Renders text as images for visual observation. From pufferlib/environments/nethack/wrapper.py:136:

import gym
import numpy as np
from numba import njit

class RenderCharImagesWithNumpyWrapper(gym.Wrapper):
    """Render NetHack characters as RGB images"""
    def __init__(self, env, font_size=9, crop_size=12, rescale_font_size=(6, 6)):
        super().__init__(env)
        
        # Pre-render all characters in all colors
        self.char_array = _initialize_char_array(font_size, rescale_font_size)
        self.char_height = self.char_array.shape[2]
        self.char_width = self.char_array.shape[3]
        self.char_array = self.char_array.transpose(0, 1, 4, 2, 3)  # CHW format
        
        self.crop_size = crop_size
        self.output_height_chars = crop_size
        self.output_width_chars = crop_size
        
        self.chw_image_shape = (
            3,
            self.output_height_chars * self.char_height,
            self.output_width_chars * self.char_width,
        )
        
        # Replace text observation with image
        self.observation_space = gym.spaces.Box(
            low=0, high=255, shape=self.chw_image_shape, dtype=np.uint8
        )
        self.render_mode = 'rgb_array'
    
    def _render_text_to_image(self, obs):
        chars = obs["tty_chars"]
        colors = obs["tty_colors"]
        center_y, center_x = obs["tty_cursor"]
        
        # Crop around player
        offset_h = center_y - self.crop_size // 2
        offset_w = center_x - self.crop_size // 2
        
        out_image = np.zeros(self.chw_image_shape, dtype=np.uint8)
        
        # Fast rendering using pre-cached character images
        _tile_characters_to_image(
            out_image, chars, colors,
            self.output_height_chars, self.output_width_chars,
            self.char_array, offset_h, offset_w
        )
        
        return out_image
    
    def reset(self):
        obs = self.env.reset()
        self.obs = obs
        return self._render_text_to_image(obs)
    
    def step(self, action):
        obs, reward, done, info = self.env.step(action)
        self.obs = obs
        return self._render_text_to_image(obs), reward, done, info

Creating environment integrations

To integrate a new environment library, create a module with make() and env_creator() functions.

Basic structure

# pufferlib/environments/my_env/environment.py
import functools
import pufferlib
import pufferlib.emulation
import pufferlib.environments

def env_creator(name='default'):
    """Returns a partial function for creating environments"""
    return functools.partial(make, name)

def make(name, render_mode='rgb_array', buf=None, seed=0):
    """Create and wrap the environment"""
    # Import the base environment
    my_env = pufferlib.environments.try_import('my_env_package')
    
    # Create the environment
    env = my_env.make(name, render_mode=render_mode)
    
    # Apply preprocessing wrappers
    env = pufferlib.EpisodeStats(env)
    
    # Convert to PufferEnv interface
    return pufferlib.emulation.GymnasiumPufferEnv(env=env, buf=buf)

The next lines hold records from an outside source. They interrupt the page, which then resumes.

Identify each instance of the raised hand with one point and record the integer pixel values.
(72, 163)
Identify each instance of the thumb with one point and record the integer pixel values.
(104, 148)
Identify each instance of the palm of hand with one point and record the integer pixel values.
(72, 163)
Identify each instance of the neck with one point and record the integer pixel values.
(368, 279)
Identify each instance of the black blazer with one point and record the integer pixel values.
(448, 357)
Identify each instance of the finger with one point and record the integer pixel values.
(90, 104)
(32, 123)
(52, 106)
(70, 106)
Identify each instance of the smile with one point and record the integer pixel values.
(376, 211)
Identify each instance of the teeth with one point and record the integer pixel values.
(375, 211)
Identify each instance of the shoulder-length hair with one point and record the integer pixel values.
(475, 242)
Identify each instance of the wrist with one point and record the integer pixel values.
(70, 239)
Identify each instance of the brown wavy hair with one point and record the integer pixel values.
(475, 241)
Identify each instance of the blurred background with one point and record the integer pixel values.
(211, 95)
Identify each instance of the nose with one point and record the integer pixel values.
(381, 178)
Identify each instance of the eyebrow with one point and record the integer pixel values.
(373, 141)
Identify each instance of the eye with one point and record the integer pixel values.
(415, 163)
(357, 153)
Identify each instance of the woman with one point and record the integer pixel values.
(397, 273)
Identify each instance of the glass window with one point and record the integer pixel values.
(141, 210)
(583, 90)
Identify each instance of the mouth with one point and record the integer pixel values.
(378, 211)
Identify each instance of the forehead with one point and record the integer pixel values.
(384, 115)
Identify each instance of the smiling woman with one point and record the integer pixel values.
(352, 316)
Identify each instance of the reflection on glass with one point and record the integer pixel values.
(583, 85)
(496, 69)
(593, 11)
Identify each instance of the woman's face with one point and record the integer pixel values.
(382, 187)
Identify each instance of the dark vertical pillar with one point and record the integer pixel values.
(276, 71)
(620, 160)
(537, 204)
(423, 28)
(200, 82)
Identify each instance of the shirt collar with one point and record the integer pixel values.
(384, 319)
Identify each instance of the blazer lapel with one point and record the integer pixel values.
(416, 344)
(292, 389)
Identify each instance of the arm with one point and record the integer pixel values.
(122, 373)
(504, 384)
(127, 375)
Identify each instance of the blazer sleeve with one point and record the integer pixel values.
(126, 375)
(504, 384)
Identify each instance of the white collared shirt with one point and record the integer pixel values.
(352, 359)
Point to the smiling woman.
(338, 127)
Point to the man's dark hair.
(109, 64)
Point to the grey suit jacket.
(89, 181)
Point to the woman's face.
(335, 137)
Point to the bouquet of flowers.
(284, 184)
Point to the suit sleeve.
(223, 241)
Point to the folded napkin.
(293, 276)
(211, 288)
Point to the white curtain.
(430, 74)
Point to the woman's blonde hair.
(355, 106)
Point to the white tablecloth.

Real example: Atari integration

From pufferlib/environments/atari/environment.py:11:

import functools
import numpy as np
import gymnasium as gym
import pufferlib
import pufferlib.emulation
import pufferlib.environments

def env_creator(name='breakout'):
    return functools.partial(make, name)

def make(name='breakout', obs_type='grayscale', frameskip=4,
         full_action_space=False, framestack=1,
         repeat_action_probability=0.0, render_mode='rgb_array',
         buf=None, seed=0):
    """Atari creation function"""
    # Check if ALE is installed
    pufferlib.environments.try_import('ale_py', 'AtariEnv')
    
    from ale_py import AtariEnv
    env = AtariEnv(
        name, 
        obs_type=obs_type,
        frameskip=frameskip,
        repeat_action_probability=repeat_action_probability,
        full_action_space=full_action_space,
        render_mode=render_mode
    )
    
    # Fast downscaling
    env = pufferlib.ResizeObservation(env, downscale=2)
    
    # Optional frame stacking
    if framestack > 1:
        env = gym.wrappers.FrameStack(env, framestack)
    
    # Atari-specific postprocessor
    env = AtariPostprocessor(env)
    env = pufferlib.EpisodeStats(env)
    
    return pufferlib.emulation.GymnasiumPufferEnv(env=env, buf=buf)

class AtariPostprocessor(gym.Wrapper):
    """Transpose observations to CHW format"""
    def __init__(self, env):
        super().__init__(env)
        shape = env.observation_space.shape
        if len(shape) < 3:
            shape = (1, *shape)
        else:
            shape = (shape[2], shape[0], shape[1])  # HWC -> CHW
        
        self.observation_space = gym.spaces.Box(
            low=0, high=255, shape=shape, dtype=env.observation_space.dtype
        )
    
    def unsqueeze_transpose(self, obs):
        if len(obs.shape) == 3:
            return np.transpose(obs, (2, 0, 1))
        else:
            return np.expand_dims(obs, 0)
    
    def reset(self, seed=None, options=None):
        obs, _ = self.env.reset(seed=seed)
        return self.unsqueeze_transpose(obs), {}
    
    def step(self, action):
        obs, reward, terminal, truncated, _ = self.env.step(action)
        return self.unsqueeze_transpose(obs), reward, terminal, truncated, {}

Real example: PettingZoo integration

From pufferlib/environments/butterfly/environment.py:8:

import functools
from pettingzoo.utils.conversions import aec_to_parallel_wrapper
import pufferlib.emulation
import pufferlib.environments

def env_creator(name='cooperative_pong_v5'):
    return functools.partial(make, name)

def make(name, buf=None):
    # Check if PettingZoo butterfly is installed
    pufferlib.environments.try_import('pettingzoo.butterfly', 'butterfly')
    
    if name == 'cooperative_pong_v5':
        from pettingzoo.butterfly import cooperative_pong_v5 as pong
        env_cls = pong.raw_env
    elif name == 'knights_archers_zombies_v10':
        from pettingzoo.butterfly import knights_archers_zombies_v10 as kaz
        env_cls = kaz.raw_env
    else:
        raise ValueError(f'Unknown environment: {name}')
    
    # Create and convert AEC to parallel
    env = env_cls()
    env = aec_to_parallel_wrapper(env)
    
    return pufferlib.emulation.PettingZooPufferEnv(env=env, buf=buf)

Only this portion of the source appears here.